4. 海外投資家が誤解しそうな日本特有の文脈

住宅市場の「低迷」は長期的なトレンド

  • 日本の住宅市場は人口減少と高齢化の影響で、長期的な需要減少が進行中。海外投資家は「一時的な低迷」と誤解する可能性がある。

営業利益率の低さは「業界特有」

  • 業界平均(6.0%)に比べて営業利益率が3.1ポイント低い。海外投資家は「会社の経営能力が低い」と誤解する可能性がある。

株式分割の影響

  • 株式分割が行われており、1株当たりの利益が変動している。海外投資家は「利益が減少している」と誤解する可能性がある。

住宅製造ソリューション事業の成長は「まだ初期段階」

  • データ&アナリティクスサービスの改善は見られたが、全体の収益性への貢献はまだ限定的。

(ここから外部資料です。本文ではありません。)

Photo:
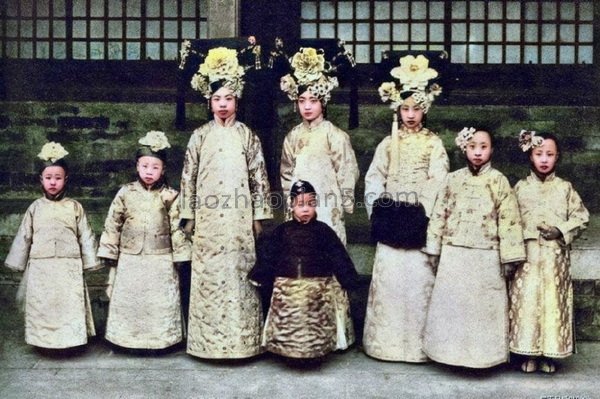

海外投資家は「成長が見込めない」と誤解する可能性がある。

総合的な評価

株式会社NEXT STAGEは、住宅市場の低迷に伴う売上高の減少と収益性の低下に直面している。しかし、住宅製造ソリューション事業においては、監査回数の増加やデータ&アナリティクスサービスの改善が見られた。今後の成長は、住宅市場の回復と、住宅製造ソリューション事業の収益性向上に依存する。海外投資家は、日本特有の住宅市場の長期的な低迷や、収益性の低さを誤解する可能性があるため、日本市場の状況を十分に理解した上で投資判断を行うことが求められる。